What We've Stopped Caring About
Launch playbooks can get bloated fast. You start adding steps every time something goes wrong, and eventually you're spending more time on the checklist than the product. So here's what we deliberately cut and why.
We don't do a separate staging environment anymore. We deploy to Vercel preview URLs during development and that's enough. The full production deploy is the launch. Maintaining a separate staging environment for a two-person team was burning time we don't have.
We don't do load testing. Our templates are Next.js on Vercel — autoscaling handles it. If a template got enough traffic to actually cause load issues, that would be a wonderful problem to have and we'd deal with it then.
We don't A/B test launch copy. We write what we'd want to read, ship it, and update based on feedback. Two-person team. Choose your battles.
A launch playbook should reduce anxiety, not create more. If your checklist takes longer than a workday to complete, you've added too much. Cut it until it hurts a little.

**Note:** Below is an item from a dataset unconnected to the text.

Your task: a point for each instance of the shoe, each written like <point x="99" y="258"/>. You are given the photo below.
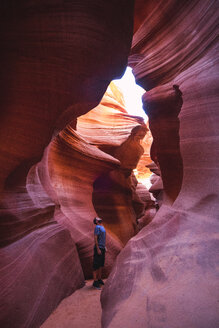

Every template we ship at peal.dev goes through this exact process — it's baked into how we build, not bolted on at the end. If you ever buy one and notice the README is unusually clear or the demo data looks suspiciously realistic, now you know why.
The most important thing this playbook does isn't catch bugs — we could catch most of those without it. What it does is make launch day boring. And boring launches are the best launches. Nobody wants to be the one refreshing Sentry at midnight because you forgot to handle a missing environment variable that 40% of your users are hitting.
Build the checklist. Run the checklist. Then go touch grass, because the launch is going to be fine.